“Help! I’ve been slimed!” Have you ever been covered in dog slobber and wondered why your pet seems to be driven by an obsessive need to lick everything around him or her?
LICKING TO SHOW LOVE
According to VetStreet, most of the time the licking is caused by a desire to show affection. Awwww.
Since dogs don’t really have hands or opposable thumbs (though sometimes it would seem otherwise given the stuff they can get into), they can’t easily hug us or pat us on the head like we do with them.
But they’ve got a tongue and they know how to use it! So we get slobbery kisses. Ewwww and awwww. It’s kind of amazing how pets can be both precious and disgusting at the same time.
Similarly, it can also be a way of saying hello. But licking isn’t just limited to affection. It also serves a number of other purposes.
LICKING AS A REQUEST
You’ll see this very frequently with puppies. They will often lick their mother to let her know they want to nurse.
It’s also common in packs for the lesser pack members to lick the high-up pack members to request permission to do things like partake in prey they’ve killed.
In that same vein, it can be a request for attention, “I’m super adorable, pet me now please!” I tend to think of it more as, “If you think you can resist me, let me help you change your mind.”
It’s an animal thing that crosses species. If your dog is licking himself a lot, he may just feel like he’s dirty. While a bath may help (and is always a good thing to throw in there), sometimes animals clean more after a bath—I guess they need to lick of the “clean” as well.
SENSORY TOOL LICK
Yay for slimy discovery learning? Researchers believe dogs lick for a similar reason that humans touch things. For whatever reason it helps them take in and process their environment.
Dogs are usually pretty smart and have a sense that they should be gentle when playing with their humans (especially the tiny humans). Since that kind of rules out teeth, your dog may use his tongue instead.
Licking can also be something your dog learns to do if they usually get a specific response from it. For example, if they get attention from it—you pet them or stop what you’re doing to focus on them—that will reinforce the behavior.
Or perhaps you have your own little language and your dog has trained you (it happens to the best of us) that when he licks you, he needs to go potty.
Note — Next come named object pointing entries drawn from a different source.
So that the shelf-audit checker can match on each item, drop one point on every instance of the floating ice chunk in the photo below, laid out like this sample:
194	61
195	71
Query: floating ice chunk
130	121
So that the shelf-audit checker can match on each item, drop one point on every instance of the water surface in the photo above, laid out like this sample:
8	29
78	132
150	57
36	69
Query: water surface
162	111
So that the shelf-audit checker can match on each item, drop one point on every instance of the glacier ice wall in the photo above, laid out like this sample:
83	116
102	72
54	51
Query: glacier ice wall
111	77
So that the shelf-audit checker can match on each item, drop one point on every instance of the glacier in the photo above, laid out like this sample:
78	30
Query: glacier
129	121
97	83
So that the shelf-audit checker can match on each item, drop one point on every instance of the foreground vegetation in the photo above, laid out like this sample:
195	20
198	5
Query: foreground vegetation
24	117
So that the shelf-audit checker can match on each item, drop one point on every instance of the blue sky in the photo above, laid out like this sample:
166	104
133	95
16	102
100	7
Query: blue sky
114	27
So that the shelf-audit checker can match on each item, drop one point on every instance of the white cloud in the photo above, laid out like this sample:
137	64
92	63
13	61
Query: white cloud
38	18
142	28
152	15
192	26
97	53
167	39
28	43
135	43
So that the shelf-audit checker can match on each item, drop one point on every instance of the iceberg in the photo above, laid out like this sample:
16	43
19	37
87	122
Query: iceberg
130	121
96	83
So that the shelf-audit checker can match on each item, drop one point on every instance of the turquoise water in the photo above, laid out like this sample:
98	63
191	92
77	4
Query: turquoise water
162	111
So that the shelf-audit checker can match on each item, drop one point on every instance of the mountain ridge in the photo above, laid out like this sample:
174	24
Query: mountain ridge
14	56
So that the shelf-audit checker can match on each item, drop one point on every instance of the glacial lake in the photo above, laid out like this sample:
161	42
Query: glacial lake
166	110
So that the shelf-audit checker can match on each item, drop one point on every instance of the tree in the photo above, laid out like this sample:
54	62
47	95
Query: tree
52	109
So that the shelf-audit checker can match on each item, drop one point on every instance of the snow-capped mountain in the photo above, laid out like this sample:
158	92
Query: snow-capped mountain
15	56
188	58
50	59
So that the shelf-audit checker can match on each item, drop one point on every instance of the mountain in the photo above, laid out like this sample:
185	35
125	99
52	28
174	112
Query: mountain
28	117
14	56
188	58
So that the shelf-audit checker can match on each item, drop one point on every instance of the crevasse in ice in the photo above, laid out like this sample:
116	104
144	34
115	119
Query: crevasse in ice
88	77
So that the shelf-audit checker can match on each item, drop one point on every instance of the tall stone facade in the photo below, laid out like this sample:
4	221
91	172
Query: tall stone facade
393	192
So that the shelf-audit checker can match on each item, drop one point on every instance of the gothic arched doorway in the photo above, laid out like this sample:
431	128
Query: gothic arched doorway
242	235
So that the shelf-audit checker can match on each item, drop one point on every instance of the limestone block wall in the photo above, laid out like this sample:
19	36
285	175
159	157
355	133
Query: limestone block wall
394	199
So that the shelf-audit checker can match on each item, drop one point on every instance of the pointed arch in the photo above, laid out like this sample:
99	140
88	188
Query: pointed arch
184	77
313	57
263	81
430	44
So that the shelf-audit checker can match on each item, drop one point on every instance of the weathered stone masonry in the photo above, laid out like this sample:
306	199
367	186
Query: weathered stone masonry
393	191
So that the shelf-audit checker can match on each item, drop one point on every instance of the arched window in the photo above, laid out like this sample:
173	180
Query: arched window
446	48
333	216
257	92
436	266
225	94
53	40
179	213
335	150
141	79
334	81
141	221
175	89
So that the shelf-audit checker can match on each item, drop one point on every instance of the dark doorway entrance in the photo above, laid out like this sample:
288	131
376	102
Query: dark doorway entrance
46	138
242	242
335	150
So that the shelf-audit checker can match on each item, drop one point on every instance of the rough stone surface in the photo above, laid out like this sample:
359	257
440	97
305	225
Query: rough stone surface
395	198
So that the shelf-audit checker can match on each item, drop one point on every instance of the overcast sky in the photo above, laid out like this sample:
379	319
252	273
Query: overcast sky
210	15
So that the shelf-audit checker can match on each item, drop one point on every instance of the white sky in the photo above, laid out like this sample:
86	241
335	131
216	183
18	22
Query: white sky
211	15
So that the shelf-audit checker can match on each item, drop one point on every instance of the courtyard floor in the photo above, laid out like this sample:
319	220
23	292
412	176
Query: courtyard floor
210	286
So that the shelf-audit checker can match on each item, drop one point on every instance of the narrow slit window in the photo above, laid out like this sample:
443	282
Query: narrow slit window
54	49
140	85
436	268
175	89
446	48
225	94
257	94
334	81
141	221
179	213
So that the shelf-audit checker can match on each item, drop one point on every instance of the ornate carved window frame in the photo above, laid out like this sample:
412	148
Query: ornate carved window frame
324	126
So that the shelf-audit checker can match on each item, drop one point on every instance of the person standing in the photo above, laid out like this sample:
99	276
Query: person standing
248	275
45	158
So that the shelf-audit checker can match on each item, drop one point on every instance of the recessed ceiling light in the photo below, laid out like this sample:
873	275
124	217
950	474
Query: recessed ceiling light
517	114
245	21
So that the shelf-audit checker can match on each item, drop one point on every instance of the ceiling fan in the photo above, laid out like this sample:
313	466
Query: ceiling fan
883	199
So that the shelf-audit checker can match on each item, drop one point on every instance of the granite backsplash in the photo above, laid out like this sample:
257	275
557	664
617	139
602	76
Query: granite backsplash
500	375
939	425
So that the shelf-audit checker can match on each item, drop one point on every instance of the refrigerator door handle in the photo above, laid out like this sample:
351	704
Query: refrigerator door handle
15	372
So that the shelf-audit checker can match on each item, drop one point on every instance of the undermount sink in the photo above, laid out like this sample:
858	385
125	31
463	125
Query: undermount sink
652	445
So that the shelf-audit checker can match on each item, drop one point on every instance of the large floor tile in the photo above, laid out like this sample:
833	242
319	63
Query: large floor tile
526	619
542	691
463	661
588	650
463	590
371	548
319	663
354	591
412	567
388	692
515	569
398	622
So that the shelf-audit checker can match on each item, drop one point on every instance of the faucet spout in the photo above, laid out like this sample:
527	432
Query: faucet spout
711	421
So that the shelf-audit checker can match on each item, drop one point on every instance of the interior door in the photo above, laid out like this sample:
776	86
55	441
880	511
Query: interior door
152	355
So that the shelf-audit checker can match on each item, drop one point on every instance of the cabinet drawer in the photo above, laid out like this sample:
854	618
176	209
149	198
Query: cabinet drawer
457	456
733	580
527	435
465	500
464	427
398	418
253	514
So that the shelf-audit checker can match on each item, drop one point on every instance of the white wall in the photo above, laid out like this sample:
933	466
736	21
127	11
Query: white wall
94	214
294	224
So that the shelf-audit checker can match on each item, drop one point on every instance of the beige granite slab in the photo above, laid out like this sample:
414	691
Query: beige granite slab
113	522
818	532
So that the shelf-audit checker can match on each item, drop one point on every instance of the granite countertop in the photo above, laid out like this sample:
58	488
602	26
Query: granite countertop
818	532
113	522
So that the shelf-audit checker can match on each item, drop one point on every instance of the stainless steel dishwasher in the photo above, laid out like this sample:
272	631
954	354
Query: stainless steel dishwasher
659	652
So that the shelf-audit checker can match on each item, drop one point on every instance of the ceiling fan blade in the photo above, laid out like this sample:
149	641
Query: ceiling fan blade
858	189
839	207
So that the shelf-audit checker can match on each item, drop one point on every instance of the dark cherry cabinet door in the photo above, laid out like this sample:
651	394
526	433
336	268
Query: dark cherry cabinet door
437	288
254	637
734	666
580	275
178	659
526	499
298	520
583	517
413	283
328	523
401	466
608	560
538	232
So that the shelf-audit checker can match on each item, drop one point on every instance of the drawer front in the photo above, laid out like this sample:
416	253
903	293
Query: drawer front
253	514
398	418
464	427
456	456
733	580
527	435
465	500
There are other causes for excessive licking such as anxiety, gastrointestinal disorders, boredom, and obsessive-compulsive disorder.
You know your pet better than anyone else. So if your dog’s licking is raising a red flag for you, take him to the vet and have him examined.
Or if you simply prefer that your dog not lick so much (some breeds can be pretty wet lickers), there are trainers who can help you modify that behavior.